Apart from the fact that such a requirement is mean, considering that on the death of a dear one, one has to rush around doing things which are required to satisfy the whims of a set of people who do not really matter, what if someone dies on a Saturday evening when all notaries’ offices are closed? The dead can wait, of course. Serves them right for doing the wrong thing! Come Monday, and their problems will be eased. What insensitivity!
By the way, who is a true Zoroastrian? If we apply this same yardstick of practicing the faith through our lifetime to the so-called "pure” Zoroastrians, I think at least 90 percent will not qualify for Doongerwadi.

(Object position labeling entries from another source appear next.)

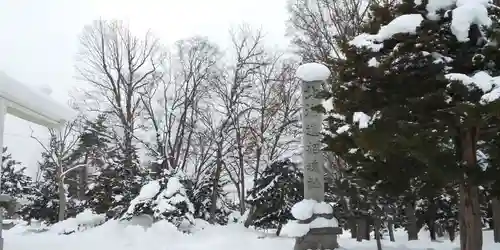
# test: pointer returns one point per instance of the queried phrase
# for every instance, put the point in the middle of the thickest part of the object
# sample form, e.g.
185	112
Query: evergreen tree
15	182
421	82
277	189
201	196
43	203
111	186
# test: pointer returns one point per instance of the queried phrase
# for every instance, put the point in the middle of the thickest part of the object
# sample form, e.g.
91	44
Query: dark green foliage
14	180
164	199
277	189
201	196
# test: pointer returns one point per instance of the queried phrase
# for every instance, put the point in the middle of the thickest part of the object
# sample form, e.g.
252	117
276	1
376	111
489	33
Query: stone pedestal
320	236
318	239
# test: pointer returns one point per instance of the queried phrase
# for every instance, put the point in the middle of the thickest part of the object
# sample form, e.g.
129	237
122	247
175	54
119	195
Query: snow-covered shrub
163	200
81	222
276	190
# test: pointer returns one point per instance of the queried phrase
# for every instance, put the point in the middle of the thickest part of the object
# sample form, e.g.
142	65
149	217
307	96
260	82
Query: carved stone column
321	227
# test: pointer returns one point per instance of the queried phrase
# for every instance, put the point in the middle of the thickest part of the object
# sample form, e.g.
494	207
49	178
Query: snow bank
313	72
164	236
305	209
35	101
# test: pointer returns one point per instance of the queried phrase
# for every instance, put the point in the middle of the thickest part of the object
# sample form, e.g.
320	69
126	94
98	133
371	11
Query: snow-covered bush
276	190
81	222
163	200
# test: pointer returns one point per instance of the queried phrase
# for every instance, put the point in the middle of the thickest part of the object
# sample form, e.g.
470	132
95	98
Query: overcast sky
39	40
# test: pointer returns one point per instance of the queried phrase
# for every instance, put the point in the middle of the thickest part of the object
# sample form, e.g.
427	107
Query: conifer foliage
277	189
420	87
15	182
164	199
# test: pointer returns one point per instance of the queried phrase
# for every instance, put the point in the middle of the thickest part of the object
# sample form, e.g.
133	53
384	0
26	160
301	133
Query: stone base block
318	239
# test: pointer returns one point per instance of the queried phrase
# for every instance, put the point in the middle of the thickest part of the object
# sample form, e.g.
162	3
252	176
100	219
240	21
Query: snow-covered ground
163	236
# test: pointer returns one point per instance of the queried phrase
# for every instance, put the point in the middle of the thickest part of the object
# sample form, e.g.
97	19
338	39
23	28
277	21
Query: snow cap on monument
313	72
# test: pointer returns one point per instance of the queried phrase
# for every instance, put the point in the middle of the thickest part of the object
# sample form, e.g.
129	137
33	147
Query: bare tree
275	106
232	90
173	105
61	144
119	66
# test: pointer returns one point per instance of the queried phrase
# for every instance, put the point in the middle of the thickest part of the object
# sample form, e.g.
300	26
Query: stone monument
315	216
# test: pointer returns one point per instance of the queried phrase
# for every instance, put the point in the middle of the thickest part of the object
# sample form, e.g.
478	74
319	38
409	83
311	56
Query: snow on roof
312	72
31	105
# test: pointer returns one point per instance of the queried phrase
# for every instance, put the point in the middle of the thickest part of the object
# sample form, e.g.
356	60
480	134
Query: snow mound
305	209
82	221
296	229
313	72
403	24
164	236
481	80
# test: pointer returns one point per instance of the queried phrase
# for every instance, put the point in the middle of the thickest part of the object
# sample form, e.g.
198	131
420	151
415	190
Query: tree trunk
249	219
411	228
278	231
367	228
361	229
390	227
353	226
62	199
450	228
83	179
495	207
471	235
376	230
215	183
439	230
432	229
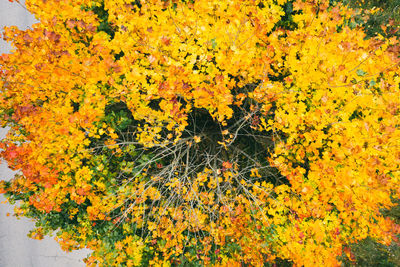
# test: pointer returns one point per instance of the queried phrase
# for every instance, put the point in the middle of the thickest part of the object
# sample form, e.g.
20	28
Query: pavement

How many Zoroastrians wear their sudreh and kusti all the time? How many go to the agiary every day? How many pray every day? How many do their kusti each time they go to the toilet? How many truly follow the path of Asha as they have been enjoined to? How many never speak lies? How many arrange their fashion needs around their religion and never give up wearing their sudrehs at any point of time? How many... the list is endless.
What about those "pure” Zoroastrians who go to Shirdi and worship Sai Baba? Or those who light candles at Mount Mary? Is this not a clear denouncement of their faith? Or is this general insurance kindly allowed by the BPP? Are these people said to be "practicing the faith” after dabbling in other religions? Or do the BPP trustees just stick their heads in the sand and refuse to acknowledge the aberration?
I have a still better idea of being perfectly sure. Why not get affidavits from all of us? Few as we are in the community, it will be easy to collect these affidavits. Why don’t the BPP trustees send their social workers to investigate who really follows the faith, and who fits the bill for being laid to rest at Doongerwadi? They should then wean out all such unwanted elements and preserve the pious Doongerwadi as a burial ground for only a handful of people — maybe only the trustees and their families, making very sure, of course, that each member of their individual families is a "practicing Zoroastrian” as per their own norms.
I might mention here that I had an upbringing where religion ruled — and I grew up unable to shed a number of religious requirements. Many things have stuck to me yet — which may not matter to other Zoroastrians. The point I am trying to make is that if I, with my orthodox background, feel this way about the issue, then I think it is worthwhile for the community to sit up and take notice. I do feel that humaneness, love and the Zoroastrian way of life do transcend these manmade religious needs.
Sometimes I wonder why after all this acrimony so many of us still want to go to Doongerwadi, even though it has become a burial ground now thanks to the lack of vultures and flesh-eating birds. I have repeatedly asked myself this question, and the answer is that I have grown up knowing I shall be laid to rest one day in this beautiful place. Mentally, I belong there at the end. The other reason is, over the years, I have left my dear departed there — and I know I shall follow them there one day — which thought brings comfort. Neither the trustees nor anyone else can deny me my last place of rest.
All these people who parade themselves today as the "protectors of the faith,” are neither interested in religion, nor do they truly understand it. The concept of good thoughts, good words, good deeds is totally lost on them. They are only interested in the chairs which they occupy (which give them power), which they clutch in desperation with both hands, for it is these chairs and not religion, which make them what they are, and which they are loath to give up. It is indeed a sorry state of affairs. There is no hoping that wiser counsel will prevail. Because it never will.
Denying a Zoroastrian her last place of rest and her last rites is in itself not a very Zoroastrian act. Where these "protectors of our faith” will end up I do not know. At the end of it all, will the Bridge of Separation, famously known amongst Zoroastrians as Chinwat Pul, widen enough for them to pass on to heaven, or will it narrow down as per their own narrow way of thinking in their lives on earth, and push them into the hell fires below? God shall be the judge.
At the end I would like to clarify that these are my views, my very own personal views, and I solemnly affirm that I have brains enough to think for myself.